The main obstacle to including Cython is that it needs to be compiled with every change, and you need to pip install Cython to compile. However, luckily, it is possible to fall back to a Python version of the code should a user not want to install Cython or compile it. This is why I'm proposing that I only Cythonize the slow part inside the loop, and add a check for if the user's system supports Cython before it actually tries running the Cython code.

For an example of a Cython library, google "pomegranate Cython". Pomegranate is a machine learning library that is blazingly fast because it uses Cython to compile its algorithms. It's also open-source, on GitHub, so you can check the internals.
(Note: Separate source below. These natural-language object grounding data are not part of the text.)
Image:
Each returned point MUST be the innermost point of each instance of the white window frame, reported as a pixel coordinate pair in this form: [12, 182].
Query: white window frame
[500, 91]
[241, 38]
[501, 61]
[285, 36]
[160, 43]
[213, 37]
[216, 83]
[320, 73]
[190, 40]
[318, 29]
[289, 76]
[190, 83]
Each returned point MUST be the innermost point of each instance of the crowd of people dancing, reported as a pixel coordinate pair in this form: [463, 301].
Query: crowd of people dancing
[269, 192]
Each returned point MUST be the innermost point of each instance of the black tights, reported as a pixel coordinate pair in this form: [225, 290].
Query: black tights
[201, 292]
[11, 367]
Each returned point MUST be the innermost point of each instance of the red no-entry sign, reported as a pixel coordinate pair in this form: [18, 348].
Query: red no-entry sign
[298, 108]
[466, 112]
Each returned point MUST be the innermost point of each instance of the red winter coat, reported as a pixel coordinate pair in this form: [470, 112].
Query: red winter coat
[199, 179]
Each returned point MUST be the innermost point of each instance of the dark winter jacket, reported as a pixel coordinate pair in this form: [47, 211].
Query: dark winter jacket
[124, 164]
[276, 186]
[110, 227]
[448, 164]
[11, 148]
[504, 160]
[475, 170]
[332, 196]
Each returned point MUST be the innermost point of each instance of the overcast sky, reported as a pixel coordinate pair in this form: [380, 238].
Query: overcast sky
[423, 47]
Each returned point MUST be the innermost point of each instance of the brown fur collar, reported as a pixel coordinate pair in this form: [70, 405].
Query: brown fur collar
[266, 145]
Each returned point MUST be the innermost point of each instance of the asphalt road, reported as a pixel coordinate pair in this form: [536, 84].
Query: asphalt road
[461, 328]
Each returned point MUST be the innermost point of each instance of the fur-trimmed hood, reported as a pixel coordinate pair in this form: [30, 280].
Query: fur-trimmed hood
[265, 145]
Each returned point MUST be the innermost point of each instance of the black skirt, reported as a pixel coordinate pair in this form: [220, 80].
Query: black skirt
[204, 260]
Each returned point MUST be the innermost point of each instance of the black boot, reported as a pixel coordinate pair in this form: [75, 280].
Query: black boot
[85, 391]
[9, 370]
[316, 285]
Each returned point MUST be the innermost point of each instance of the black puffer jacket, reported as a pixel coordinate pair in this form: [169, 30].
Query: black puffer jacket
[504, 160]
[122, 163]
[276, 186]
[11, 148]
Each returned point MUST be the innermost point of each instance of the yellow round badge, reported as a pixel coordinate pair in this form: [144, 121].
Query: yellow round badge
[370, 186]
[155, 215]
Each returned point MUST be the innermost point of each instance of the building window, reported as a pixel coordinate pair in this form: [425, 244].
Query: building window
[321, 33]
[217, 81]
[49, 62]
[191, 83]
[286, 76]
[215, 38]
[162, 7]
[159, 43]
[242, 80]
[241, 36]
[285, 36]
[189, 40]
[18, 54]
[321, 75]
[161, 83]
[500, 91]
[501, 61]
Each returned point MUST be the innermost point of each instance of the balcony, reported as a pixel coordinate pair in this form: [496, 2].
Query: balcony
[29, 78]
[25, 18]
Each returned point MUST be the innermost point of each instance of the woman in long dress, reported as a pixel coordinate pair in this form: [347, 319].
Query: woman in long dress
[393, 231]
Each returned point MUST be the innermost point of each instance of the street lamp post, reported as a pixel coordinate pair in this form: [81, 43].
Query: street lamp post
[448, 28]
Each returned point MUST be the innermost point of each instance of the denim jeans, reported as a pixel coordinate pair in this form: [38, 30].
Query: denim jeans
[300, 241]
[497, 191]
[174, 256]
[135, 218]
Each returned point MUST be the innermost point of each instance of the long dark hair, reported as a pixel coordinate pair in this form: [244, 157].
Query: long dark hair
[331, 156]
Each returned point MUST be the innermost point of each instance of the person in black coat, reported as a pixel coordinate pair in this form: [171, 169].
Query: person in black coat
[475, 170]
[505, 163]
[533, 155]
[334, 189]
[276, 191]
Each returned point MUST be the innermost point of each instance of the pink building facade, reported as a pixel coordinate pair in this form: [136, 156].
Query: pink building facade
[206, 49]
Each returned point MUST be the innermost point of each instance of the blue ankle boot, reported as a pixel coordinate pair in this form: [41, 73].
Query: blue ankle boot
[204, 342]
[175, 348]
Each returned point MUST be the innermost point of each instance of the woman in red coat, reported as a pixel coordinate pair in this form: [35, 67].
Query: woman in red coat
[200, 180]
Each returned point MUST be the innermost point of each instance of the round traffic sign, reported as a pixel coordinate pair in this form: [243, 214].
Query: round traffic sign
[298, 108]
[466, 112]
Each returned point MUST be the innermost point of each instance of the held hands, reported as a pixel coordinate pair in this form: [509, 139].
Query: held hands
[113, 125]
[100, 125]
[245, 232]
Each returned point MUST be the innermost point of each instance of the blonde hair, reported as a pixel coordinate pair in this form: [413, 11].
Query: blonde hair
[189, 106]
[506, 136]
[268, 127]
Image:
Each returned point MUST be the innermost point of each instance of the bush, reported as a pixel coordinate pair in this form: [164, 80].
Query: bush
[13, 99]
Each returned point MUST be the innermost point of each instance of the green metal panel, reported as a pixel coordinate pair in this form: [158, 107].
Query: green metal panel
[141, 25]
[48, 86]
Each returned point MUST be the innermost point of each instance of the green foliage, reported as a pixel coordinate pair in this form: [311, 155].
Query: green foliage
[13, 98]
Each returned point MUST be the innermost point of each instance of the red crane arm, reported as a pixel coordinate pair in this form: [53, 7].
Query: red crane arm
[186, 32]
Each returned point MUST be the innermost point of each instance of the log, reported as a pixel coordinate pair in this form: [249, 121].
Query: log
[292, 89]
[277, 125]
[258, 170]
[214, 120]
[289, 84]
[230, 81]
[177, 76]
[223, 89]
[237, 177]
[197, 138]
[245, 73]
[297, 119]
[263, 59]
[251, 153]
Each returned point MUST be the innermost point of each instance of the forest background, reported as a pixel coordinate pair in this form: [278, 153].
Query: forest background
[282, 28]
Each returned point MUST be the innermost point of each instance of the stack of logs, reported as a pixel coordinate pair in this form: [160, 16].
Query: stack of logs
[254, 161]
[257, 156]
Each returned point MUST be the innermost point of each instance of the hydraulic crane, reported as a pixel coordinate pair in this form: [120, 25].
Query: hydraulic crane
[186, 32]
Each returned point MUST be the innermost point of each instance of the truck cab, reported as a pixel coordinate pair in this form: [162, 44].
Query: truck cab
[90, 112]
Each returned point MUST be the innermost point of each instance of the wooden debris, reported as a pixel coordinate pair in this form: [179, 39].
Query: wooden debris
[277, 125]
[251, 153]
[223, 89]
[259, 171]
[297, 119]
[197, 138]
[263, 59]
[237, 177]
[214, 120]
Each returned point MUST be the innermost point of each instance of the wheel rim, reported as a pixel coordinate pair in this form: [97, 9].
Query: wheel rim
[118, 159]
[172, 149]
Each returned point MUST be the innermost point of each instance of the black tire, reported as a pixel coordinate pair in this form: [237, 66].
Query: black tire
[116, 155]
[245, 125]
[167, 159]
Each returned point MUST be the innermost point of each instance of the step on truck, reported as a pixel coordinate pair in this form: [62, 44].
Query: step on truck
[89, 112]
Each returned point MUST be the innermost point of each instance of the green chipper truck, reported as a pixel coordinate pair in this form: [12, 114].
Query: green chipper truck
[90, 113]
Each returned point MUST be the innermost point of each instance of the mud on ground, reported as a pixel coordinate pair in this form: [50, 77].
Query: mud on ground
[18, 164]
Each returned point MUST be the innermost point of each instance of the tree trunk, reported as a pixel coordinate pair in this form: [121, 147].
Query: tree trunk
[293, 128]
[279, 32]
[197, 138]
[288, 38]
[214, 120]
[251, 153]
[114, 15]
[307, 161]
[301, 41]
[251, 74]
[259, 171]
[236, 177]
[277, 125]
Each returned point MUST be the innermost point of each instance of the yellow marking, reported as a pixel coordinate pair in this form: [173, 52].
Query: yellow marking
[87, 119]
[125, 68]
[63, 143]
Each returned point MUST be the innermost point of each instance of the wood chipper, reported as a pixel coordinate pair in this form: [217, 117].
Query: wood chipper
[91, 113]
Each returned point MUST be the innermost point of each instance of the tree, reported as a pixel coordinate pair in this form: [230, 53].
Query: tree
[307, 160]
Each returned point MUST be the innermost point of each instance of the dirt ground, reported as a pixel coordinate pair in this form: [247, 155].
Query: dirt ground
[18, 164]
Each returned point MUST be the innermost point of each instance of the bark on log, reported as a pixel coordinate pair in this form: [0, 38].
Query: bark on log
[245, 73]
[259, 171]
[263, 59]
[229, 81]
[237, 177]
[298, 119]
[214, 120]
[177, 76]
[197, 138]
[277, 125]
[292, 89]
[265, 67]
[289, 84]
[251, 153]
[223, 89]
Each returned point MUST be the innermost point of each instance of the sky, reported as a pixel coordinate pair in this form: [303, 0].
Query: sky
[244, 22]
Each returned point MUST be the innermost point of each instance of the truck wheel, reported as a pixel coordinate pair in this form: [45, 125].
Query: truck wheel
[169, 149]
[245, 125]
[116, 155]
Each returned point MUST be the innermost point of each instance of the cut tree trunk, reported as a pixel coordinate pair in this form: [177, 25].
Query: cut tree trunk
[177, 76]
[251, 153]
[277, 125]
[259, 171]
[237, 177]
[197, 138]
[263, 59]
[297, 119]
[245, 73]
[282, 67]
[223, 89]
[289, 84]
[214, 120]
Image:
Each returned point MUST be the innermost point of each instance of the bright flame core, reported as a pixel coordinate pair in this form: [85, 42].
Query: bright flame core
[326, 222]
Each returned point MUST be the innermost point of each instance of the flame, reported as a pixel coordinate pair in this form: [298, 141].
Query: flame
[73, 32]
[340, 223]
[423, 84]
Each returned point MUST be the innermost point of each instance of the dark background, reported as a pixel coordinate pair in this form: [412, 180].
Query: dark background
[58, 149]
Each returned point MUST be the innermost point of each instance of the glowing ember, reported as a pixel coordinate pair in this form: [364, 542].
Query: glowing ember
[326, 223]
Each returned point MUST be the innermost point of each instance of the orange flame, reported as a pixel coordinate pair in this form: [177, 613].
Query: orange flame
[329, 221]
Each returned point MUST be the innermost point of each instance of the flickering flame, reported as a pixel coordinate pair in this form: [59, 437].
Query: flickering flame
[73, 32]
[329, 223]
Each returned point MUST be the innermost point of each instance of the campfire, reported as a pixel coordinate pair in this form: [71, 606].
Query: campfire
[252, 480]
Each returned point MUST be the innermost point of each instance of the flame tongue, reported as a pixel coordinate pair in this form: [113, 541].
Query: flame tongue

I'm marking this as a proposal because I don't currently want to do the work if you're not comfortable with it.

Update:
I did the work because I have extra time, and I made a Cython version that decodes about 5-6x as fast as the current Python. I'll make a PR if you say you'll consider it.

@Theelgirl Absolutely! Make the PR and I will take a look at it!

Ok, making now.
Edit: Made PR, it's ready for compatibility testing. I haven't tested if the pip install properly compiles, only a custom compiler, so lets hope it does.

It benchmarks at about 4x faster on the Lenna image than Python, however fvid fails to decode the resulting mp4 with either version, producing an unusable file.bin
Is this a known bug?
I did a dumb, the bug is the only other open issue lmao

@Theelgirl So to clarify, did decoding work?

@AlfredoSequeida Yes, using dobro's version fixed it. The problem wasn't with Cython, as it happened on the normal version also, it was with something else.

Closing because the PR has been ready for a while.